A Raffaelina Cerase.

Mt 21,33-43.45
Costui è l’erede: venite, uccidiamolo!

Sentite, padre mio, i giusti lamenti del nostro dolcissimo Gesú: «Con quanta ingratitudine viene ripagato il mio amore dagli uomini! Sarei stato meno offeso da costoro se l'avessi amato di meno. Mio padre non vuole piú sopportarli. Io vorrei cessare di amarli, ma... (e qui Gesú si tacque e sospirava, e dopo riprese) ma ahimè! il mio cuore è fatto per amare! Gli uomini vili e fiacchi non si fanno nessuna violenza per vincersi nelle tentazioni, che anzi si dilettano nelle loro iniquità. Le anime da me piú predilette, messe alla prova mi vengono meno, le deboli si abbandonano all'isgomento ed alla disperazione, le forti si vanno rilassando a poco a poco.
Mi rimangono solo di notte, solo di giorno nelle chiese. Non si curano piú del sacramento dell'altare; non si parla mai di questo sacramento di amore; ed anche quelli che ne parlano ahimè! con che indifferenza, con che freddezza.
Il mio cuore è dimenticato; nessuno si cura piú del mio amore; io son sempre contristato. La mia casa è divenuta per molti un teatro di divertimenti; anche i miei ministri che io ho sempre riguardato con predilezione, che io ho amato come pupilla dell'occhio mio; essi dovrebbero confortare il mio cuore colmo di amarezze; essi dovrebbero aiutarmi nella redenzione delle anime, invece chi lo crederebbe? da essi debbo ricevere ingratitudini e sconoscenze. Vedo, figlio mio, molti di costoro che... (qui si chetò, i singhiozzi gli strinsero la gola, pianse in secreto) che sotto ipocrite sembianze mi tradiscono con comunioni sacrileghe, calpestando i lumi e le forze che continuamente dò ad essi... ».
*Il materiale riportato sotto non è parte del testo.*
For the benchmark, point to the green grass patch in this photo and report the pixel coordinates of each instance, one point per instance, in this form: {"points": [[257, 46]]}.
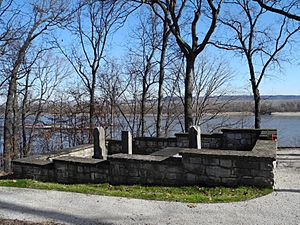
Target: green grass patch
{"points": [[191, 194]]}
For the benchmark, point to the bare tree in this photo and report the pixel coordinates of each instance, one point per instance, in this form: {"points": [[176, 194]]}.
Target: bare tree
{"points": [[43, 16], [95, 21], [285, 10], [41, 80], [259, 44], [178, 15]]}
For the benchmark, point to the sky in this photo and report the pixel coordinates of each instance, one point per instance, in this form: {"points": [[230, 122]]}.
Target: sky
{"points": [[283, 82]]}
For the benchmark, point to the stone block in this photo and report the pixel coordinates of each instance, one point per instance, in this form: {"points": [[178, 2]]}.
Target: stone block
{"points": [[194, 168], [266, 166], [238, 136], [229, 181], [211, 161], [215, 171], [226, 163], [196, 160]]}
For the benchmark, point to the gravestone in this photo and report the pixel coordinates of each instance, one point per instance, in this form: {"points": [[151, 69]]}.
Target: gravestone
{"points": [[195, 137], [100, 150], [126, 142]]}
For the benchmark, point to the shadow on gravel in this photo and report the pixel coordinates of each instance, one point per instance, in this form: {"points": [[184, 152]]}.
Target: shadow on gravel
{"points": [[52, 215], [288, 190]]}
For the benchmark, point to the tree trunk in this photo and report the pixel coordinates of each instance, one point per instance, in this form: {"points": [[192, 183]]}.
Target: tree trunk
{"points": [[257, 99], [143, 105], [161, 78], [92, 119], [8, 129], [188, 97]]}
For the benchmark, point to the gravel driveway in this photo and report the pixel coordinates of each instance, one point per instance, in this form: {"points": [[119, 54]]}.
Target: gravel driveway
{"points": [[280, 207]]}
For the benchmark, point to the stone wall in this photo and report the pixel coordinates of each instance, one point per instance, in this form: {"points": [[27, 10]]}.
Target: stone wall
{"points": [[146, 170], [191, 167], [34, 168], [231, 168], [70, 170], [229, 139], [180, 166]]}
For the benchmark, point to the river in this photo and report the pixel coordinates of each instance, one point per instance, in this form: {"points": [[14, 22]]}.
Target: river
{"points": [[288, 127]]}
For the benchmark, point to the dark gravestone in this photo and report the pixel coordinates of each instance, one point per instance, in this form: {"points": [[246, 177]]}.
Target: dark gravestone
{"points": [[126, 142], [195, 137], [100, 151]]}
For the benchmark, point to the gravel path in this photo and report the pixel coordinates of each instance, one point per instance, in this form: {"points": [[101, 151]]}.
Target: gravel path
{"points": [[280, 207]]}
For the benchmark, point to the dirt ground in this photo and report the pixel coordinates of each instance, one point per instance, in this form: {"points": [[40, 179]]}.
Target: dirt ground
{"points": [[19, 222]]}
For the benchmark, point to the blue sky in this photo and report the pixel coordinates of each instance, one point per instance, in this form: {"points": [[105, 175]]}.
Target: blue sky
{"points": [[283, 82]]}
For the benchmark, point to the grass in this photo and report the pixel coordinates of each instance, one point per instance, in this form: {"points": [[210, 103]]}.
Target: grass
{"points": [[192, 194]]}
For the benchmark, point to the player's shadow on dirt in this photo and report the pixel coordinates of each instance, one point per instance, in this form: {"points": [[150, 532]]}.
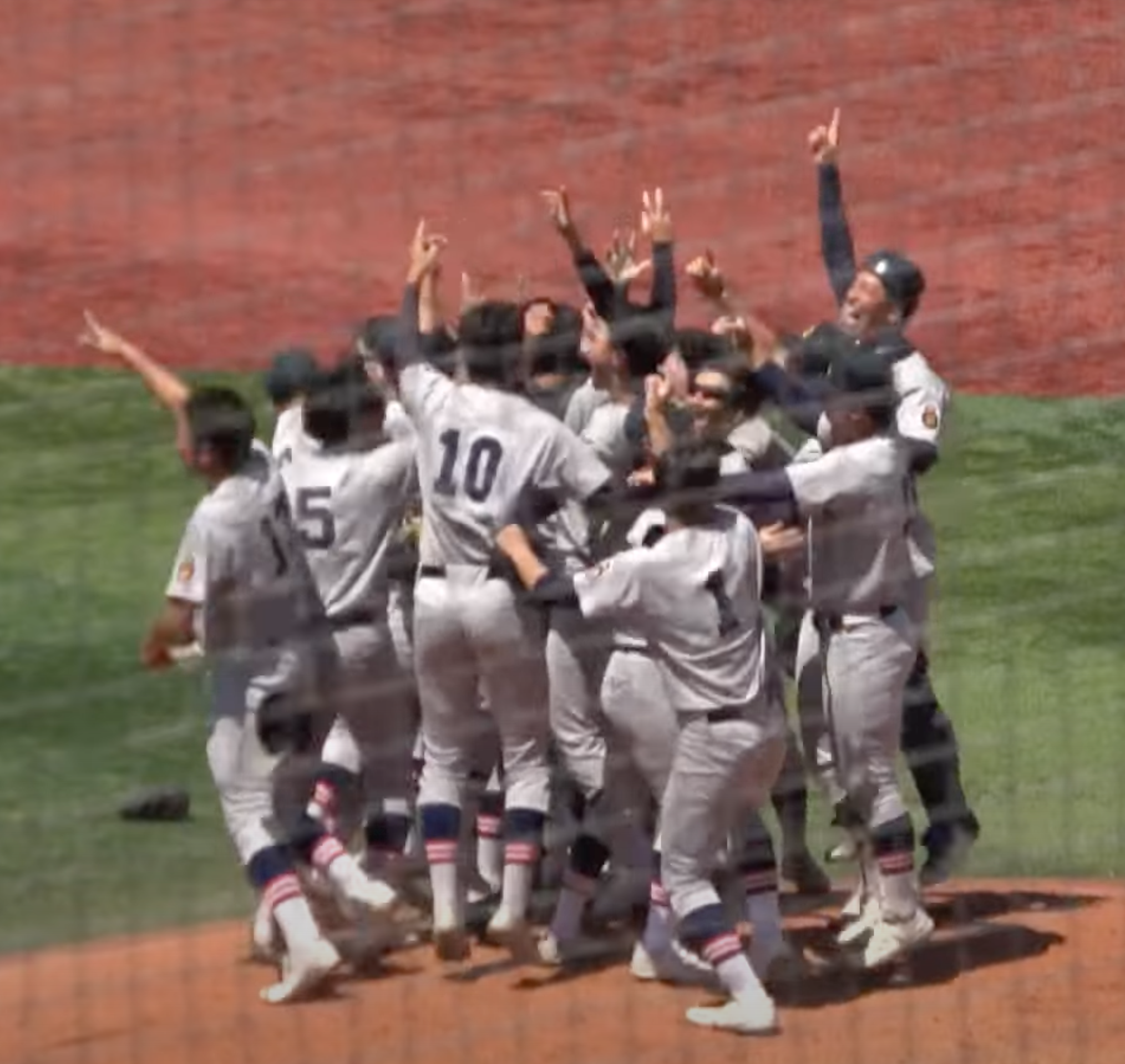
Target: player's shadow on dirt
{"points": [[967, 939]]}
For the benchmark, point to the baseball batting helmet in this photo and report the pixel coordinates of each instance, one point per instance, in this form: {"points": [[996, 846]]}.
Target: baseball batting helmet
{"points": [[903, 279]]}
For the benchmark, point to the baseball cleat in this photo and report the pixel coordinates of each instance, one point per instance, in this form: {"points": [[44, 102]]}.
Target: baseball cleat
{"points": [[890, 939], [515, 936], [452, 944], [843, 853], [738, 1017], [853, 908], [805, 874], [672, 965], [304, 973], [863, 925]]}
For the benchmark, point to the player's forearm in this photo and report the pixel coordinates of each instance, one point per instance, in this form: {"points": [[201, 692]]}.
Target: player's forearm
{"points": [[409, 337], [663, 300], [430, 313], [166, 387], [836, 246], [794, 399], [599, 286]]}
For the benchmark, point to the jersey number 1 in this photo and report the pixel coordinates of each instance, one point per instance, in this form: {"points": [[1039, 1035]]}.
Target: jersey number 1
{"points": [[482, 464], [728, 620]]}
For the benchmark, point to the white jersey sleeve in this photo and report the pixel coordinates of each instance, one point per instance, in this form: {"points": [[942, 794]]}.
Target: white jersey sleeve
{"points": [[923, 398], [584, 401], [423, 391], [612, 589], [396, 422], [194, 566], [852, 472]]}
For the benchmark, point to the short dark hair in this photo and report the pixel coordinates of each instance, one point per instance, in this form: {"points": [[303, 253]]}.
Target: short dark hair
{"points": [[491, 337], [222, 421], [557, 351], [687, 469], [376, 338], [291, 373], [338, 399]]}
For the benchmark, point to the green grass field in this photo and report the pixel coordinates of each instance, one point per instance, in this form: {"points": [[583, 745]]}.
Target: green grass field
{"points": [[1026, 649]]}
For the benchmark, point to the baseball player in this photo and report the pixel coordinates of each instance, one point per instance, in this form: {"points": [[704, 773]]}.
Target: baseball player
{"points": [[879, 297], [858, 641], [286, 382], [242, 592], [696, 596], [480, 450], [349, 496]]}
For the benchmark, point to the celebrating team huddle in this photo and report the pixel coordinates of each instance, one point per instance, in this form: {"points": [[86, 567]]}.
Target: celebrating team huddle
{"points": [[548, 557]]}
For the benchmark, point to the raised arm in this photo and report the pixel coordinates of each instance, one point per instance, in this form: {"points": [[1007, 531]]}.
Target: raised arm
{"points": [[836, 246], [656, 224], [166, 387], [595, 280], [425, 249]]}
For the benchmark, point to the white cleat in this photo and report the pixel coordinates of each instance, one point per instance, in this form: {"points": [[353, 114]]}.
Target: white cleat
{"points": [[673, 965], [738, 1017], [890, 939], [304, 973], [863, 925], [853, 908], [515, 936], [267, 946]]}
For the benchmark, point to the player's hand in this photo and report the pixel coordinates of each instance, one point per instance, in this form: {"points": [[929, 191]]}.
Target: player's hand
{"points": [[425, 252], [657, 393], [100, 339], [677, 381], [558, 209], [621, 261], [707, 278], [596, 341], [512, 540], [825, 141], [655, 220], [781, 540]]}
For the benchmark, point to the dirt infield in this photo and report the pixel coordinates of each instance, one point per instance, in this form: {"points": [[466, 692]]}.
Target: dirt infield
{"points": [[219, 177], [1022, 973]]}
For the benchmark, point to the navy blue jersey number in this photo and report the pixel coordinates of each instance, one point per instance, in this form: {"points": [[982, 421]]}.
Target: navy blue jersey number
{"points": [[482, 464]]}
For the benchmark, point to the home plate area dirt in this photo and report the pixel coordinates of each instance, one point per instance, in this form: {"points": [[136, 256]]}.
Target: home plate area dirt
{"points": [[1020, 972]]}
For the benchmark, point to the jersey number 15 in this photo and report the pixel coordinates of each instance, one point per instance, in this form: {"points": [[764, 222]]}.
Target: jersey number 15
{"points": [[482, 464]]}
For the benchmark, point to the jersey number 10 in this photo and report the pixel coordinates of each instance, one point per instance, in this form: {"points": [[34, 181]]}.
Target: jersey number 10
{"points": [[482, 464]]}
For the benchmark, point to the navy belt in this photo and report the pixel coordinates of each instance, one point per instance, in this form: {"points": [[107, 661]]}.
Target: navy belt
{"points": [[439, 573], [835, 621]]}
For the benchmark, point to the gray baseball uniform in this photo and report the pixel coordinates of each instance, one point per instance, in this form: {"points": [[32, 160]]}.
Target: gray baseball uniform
{"points": [[479, 453], [348, 505], [857, 645], [696, 597], [258, 612]]}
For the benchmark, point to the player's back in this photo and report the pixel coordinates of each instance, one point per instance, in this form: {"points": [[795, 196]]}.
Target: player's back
{"points": [[261, 610], [479, 450], [348, 504], [859, 547], [703, 618]]}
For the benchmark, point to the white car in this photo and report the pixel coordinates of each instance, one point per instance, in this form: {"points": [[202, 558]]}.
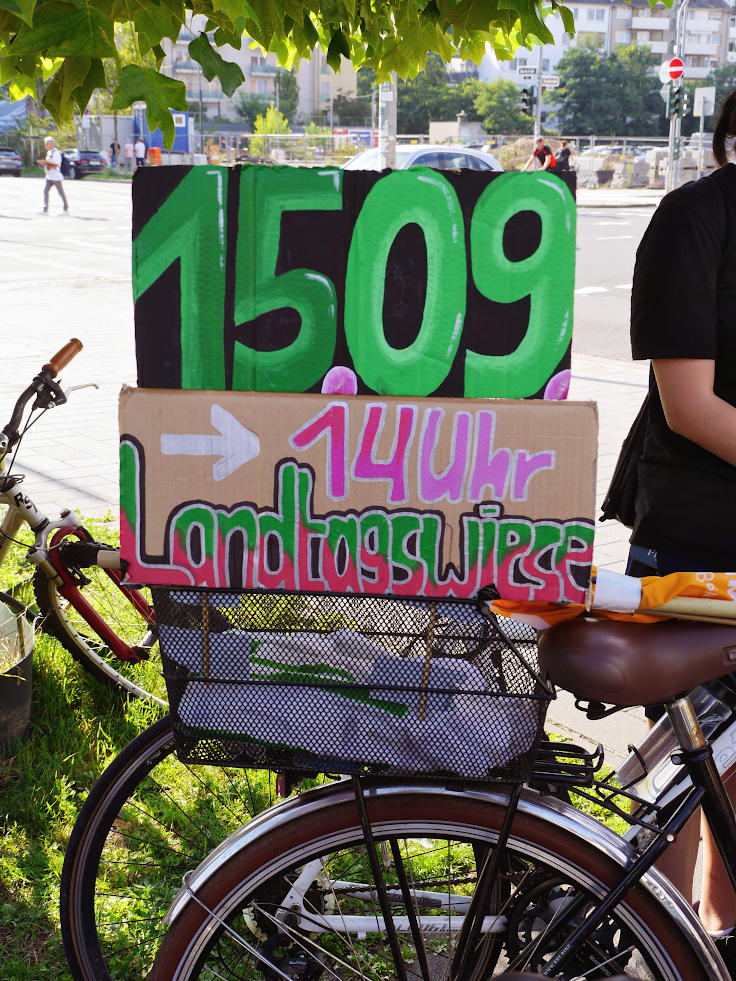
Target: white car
{"points": [[439, 156]]}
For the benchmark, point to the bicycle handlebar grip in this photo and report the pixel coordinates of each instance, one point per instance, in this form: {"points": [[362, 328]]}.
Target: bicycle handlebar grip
{"points": [[62, 358]]}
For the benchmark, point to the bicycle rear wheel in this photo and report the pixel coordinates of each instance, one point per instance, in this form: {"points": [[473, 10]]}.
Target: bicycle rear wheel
{"points": [[129, 659], [147, 820], [299, 899]]}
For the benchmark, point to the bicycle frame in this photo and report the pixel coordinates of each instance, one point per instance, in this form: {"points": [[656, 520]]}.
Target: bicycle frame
{"points": [[463, 917], [44, 553]]}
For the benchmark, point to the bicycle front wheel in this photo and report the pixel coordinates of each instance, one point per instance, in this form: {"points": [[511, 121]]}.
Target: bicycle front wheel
{"points": [[127, 657], [147, 820], [299, 899]]}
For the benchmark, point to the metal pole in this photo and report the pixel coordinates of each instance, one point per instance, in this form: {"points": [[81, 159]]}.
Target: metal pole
{"points": [[538, 110], [201, 123], [673, 166]]}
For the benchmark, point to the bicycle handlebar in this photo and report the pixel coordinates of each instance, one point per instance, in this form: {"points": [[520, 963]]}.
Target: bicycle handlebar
{"points": [[46, 391], [62, 358]]}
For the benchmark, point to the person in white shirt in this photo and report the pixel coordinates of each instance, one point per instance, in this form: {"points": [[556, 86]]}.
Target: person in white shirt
{"points": [[54, 176], [129, 151]]}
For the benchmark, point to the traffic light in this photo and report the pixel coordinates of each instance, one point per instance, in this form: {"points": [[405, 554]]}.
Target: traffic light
{"points": [[674, 101]]}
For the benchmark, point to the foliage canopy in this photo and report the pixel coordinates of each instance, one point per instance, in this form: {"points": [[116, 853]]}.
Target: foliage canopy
{"points": [[56, 49]]}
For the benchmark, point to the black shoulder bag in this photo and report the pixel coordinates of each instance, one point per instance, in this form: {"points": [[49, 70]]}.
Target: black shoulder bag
{"points": [[620, 499]]}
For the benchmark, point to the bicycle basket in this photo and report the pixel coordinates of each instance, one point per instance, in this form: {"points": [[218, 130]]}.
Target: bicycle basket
{"points": [[346, 684]]}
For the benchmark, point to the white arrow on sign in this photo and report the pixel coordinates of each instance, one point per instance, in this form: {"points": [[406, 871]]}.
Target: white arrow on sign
{"points": [[235, 445]]}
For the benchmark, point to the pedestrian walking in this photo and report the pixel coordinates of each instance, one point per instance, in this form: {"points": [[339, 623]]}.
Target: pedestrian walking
{"points": [[54, 177], [129, 151], [564, 157], [542, 155], [683, 320]]}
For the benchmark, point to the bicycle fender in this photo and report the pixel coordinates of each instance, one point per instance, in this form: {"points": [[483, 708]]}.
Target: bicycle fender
{"points": [[309, 805]]}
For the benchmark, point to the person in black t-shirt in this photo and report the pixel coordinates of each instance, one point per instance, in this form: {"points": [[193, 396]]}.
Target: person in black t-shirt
{"points": [[542, 154], [683, 319], [563, 156]]}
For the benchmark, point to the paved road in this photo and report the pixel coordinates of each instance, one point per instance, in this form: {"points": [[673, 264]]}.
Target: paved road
{"points": [[607, 242], [64, 277]]}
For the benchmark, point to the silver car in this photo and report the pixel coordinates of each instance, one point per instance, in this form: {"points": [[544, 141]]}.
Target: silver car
{"points": [[439, 156]]}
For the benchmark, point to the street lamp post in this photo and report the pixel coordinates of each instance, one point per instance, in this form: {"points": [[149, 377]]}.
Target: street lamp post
{"points": [[201, 123]]}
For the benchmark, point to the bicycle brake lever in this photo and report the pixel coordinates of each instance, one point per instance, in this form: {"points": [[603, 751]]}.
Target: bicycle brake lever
{"points": [[75, 388], [48, 394]]}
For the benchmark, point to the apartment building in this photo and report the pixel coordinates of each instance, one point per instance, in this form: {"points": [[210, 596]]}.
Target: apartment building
{"points": [[709, 38], [318, 83]]}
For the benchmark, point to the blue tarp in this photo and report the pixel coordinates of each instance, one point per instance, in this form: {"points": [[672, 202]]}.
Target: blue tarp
{"points": [[156, 138]]}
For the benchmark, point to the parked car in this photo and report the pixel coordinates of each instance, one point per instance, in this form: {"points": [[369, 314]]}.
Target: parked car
{"points": [[439, 156], [83, 162], [11, 161]]}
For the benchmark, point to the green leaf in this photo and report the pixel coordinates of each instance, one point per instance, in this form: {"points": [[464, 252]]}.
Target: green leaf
{"points": [[59, 97], [63, 30], [213, 64], [160, 93], [155, 21], [568, 21], [21, 8], [310, 32], [338, 46]]}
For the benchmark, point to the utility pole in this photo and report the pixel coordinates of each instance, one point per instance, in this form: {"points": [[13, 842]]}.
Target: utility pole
{"points": [[387, 122], [538, 112], [672, 179], [201, 123]]}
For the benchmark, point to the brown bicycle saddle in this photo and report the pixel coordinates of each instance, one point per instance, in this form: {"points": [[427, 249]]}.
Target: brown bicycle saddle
{"points": [[635, 663]]}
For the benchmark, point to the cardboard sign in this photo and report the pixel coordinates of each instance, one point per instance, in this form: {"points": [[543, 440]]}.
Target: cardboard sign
{"points": [[416, 282], [376, 495]]}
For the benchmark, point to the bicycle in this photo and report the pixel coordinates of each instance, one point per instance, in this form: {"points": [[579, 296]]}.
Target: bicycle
{"points": [[106, 626], [392, 876]]}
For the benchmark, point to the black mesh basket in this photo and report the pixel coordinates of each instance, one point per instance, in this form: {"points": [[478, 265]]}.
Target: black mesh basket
{"points": [[349, 684]]}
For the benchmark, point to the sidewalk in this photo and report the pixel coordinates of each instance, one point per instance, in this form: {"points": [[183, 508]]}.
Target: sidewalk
{"points": [[85, 433]]}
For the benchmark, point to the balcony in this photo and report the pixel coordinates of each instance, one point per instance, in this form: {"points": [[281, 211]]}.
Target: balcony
{"points": [[702, 25], [650, 23], [259, 70], [700, 48], [693, 72]]}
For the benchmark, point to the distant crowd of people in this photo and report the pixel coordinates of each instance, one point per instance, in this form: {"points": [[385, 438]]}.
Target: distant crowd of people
{"points": [[543, 158]]}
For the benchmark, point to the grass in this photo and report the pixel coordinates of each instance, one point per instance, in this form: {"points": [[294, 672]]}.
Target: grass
{"points": [[77, 726]]}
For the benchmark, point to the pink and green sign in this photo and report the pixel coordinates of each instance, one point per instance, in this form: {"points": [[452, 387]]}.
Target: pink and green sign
{"points": [[351, 382]]}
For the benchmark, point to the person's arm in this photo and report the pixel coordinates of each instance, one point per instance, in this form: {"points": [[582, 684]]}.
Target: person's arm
{"points": [[691, 407]]}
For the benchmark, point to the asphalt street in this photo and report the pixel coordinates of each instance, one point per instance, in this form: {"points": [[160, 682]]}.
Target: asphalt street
{"points": [[70, 276]]}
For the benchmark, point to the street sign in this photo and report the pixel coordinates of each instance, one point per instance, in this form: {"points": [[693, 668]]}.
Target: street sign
{"points": [[704, 102], [669, 70]]}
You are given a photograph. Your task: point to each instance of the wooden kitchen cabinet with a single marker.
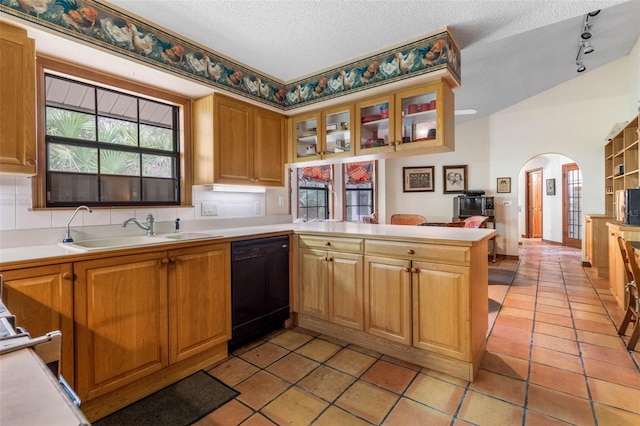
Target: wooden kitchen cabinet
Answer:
(237, 143)
(17, 101)
(332, 280)
(41, 298)
(199, 299)
(121, 321)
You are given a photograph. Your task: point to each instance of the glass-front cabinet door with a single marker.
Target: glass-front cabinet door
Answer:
(307, 137)
(374, 122)
(337, 138)
(425, 117)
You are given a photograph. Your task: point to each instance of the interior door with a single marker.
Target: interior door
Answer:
(534, 204)
(571, 205)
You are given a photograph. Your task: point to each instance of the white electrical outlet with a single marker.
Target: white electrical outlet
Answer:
(209, 209)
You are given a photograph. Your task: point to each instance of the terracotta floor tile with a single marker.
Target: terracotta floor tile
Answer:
(554, 319)
(408, 412)
(264, 354)
(258, 420)
(389, 376)
(562, 380)
(556, 343)
(292, 367)
(599, 339)
(613, 416)
(335, 416)
(351, 362)
(556, 359)
(482, 409)
(553, 310)
(615, 395)
(231, 413)
(612, 372)
(233, 371)
(537, 419)
(435, 393)
(499, 386)
(326, 383)
(318, 350)
(559, 405)
(614, 356)
(502, 346)
(260, 389)
(367, 401)
(555, 330)
(291, 340)
(294, 406)
(516, 312)
(507, 365)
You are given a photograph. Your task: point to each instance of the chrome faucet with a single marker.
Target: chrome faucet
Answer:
(67, 235)
(150, 225)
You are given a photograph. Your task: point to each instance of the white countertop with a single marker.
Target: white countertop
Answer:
(437, 235)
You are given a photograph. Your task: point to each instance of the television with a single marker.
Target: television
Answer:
(467, 206)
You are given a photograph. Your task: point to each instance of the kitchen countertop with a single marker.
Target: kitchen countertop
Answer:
(436, 235)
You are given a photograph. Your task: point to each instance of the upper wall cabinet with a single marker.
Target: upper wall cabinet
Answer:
(17, 102)
(237, 143)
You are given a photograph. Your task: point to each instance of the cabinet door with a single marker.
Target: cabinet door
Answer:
(313, 283)
(121, 321)
(233, 141)
(441, 314)
(387, 298)
(199, 299)
(41, 298)
(17, 101)
(269, 148)
(346, 289)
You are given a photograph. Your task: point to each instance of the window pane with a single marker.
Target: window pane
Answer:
(70, 124)
(157, 166)
(67, 188)
(117, 131)
(74, 159)
(119, 162)
(156, 137)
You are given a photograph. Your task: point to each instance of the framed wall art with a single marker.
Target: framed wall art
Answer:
(417, 179)
(454, 179)
(551, 187)
(504, 185)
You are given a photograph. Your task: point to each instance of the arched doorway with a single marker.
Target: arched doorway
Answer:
(550, 192)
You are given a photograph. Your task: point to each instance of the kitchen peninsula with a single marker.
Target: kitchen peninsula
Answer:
(415, 293)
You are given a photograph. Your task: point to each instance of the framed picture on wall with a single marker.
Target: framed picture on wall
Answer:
(417, 179)
(504, 185)
(551, 187)
(454, 179)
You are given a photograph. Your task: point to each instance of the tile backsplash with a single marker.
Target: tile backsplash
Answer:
(222, 209)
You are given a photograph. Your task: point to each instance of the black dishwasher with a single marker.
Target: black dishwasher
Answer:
(259, 288)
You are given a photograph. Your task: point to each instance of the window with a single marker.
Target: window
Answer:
(313, 192)
(359, 190)
(109, 142)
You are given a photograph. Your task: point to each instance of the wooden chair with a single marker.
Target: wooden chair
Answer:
(407, 219)
(632, 314)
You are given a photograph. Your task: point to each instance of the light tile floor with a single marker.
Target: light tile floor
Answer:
(553, 357)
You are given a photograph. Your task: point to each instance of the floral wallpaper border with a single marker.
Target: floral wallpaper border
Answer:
(98, 24)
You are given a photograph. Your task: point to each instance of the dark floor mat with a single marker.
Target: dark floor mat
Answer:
(179, 404)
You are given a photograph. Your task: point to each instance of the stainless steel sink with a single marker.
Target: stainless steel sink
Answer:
(132, 241)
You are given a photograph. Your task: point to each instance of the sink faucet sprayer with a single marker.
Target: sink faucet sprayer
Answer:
(150, 225)
(67, 235)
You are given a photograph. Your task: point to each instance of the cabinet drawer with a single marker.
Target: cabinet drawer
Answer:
(354, 245)
(417, 251)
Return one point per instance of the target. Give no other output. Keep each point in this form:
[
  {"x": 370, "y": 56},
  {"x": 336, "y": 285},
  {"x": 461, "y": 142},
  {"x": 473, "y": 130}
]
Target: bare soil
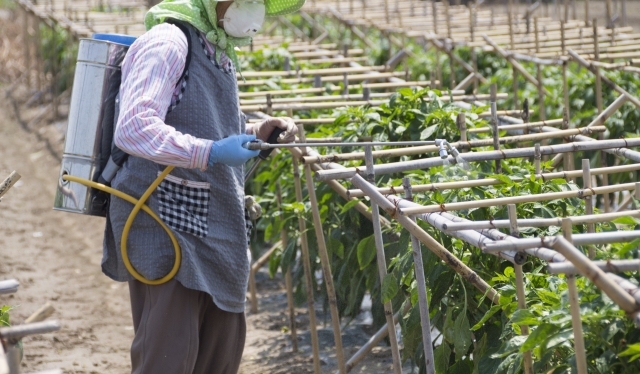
[{"x": 56, "y": 257}]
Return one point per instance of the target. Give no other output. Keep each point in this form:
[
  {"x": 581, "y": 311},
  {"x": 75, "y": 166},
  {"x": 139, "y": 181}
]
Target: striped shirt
[{"x": 150, "y": 73}]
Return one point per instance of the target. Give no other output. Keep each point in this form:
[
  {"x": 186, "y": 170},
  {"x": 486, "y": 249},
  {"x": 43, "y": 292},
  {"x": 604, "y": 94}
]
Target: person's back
[{"x": 187, "y": 114}]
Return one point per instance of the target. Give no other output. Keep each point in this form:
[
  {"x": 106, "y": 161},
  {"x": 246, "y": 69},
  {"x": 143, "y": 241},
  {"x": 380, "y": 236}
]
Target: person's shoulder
[{"x": 163, "y": 34}]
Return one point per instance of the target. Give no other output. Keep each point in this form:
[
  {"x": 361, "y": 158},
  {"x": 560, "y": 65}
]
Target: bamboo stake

Gesú continuò ancora a lamentarsi. Padre mio, come mi fa male veder piangere Gesú! L'avete provato ancora voi?
«Figlio mio, soggiunse Gesú, ho bisogno delle vittime per calmare l'ira giusta e divina del Padre mio; rinnovami il sacrificio di tutto te stesso e fallo senza riservatezza alcuna».
Il sacrificio della mia vita, padre mio, gliel'ho rinnovato e se sento in me qualche senso di tristezza, questo è nel contemplare il Dio dei dolori.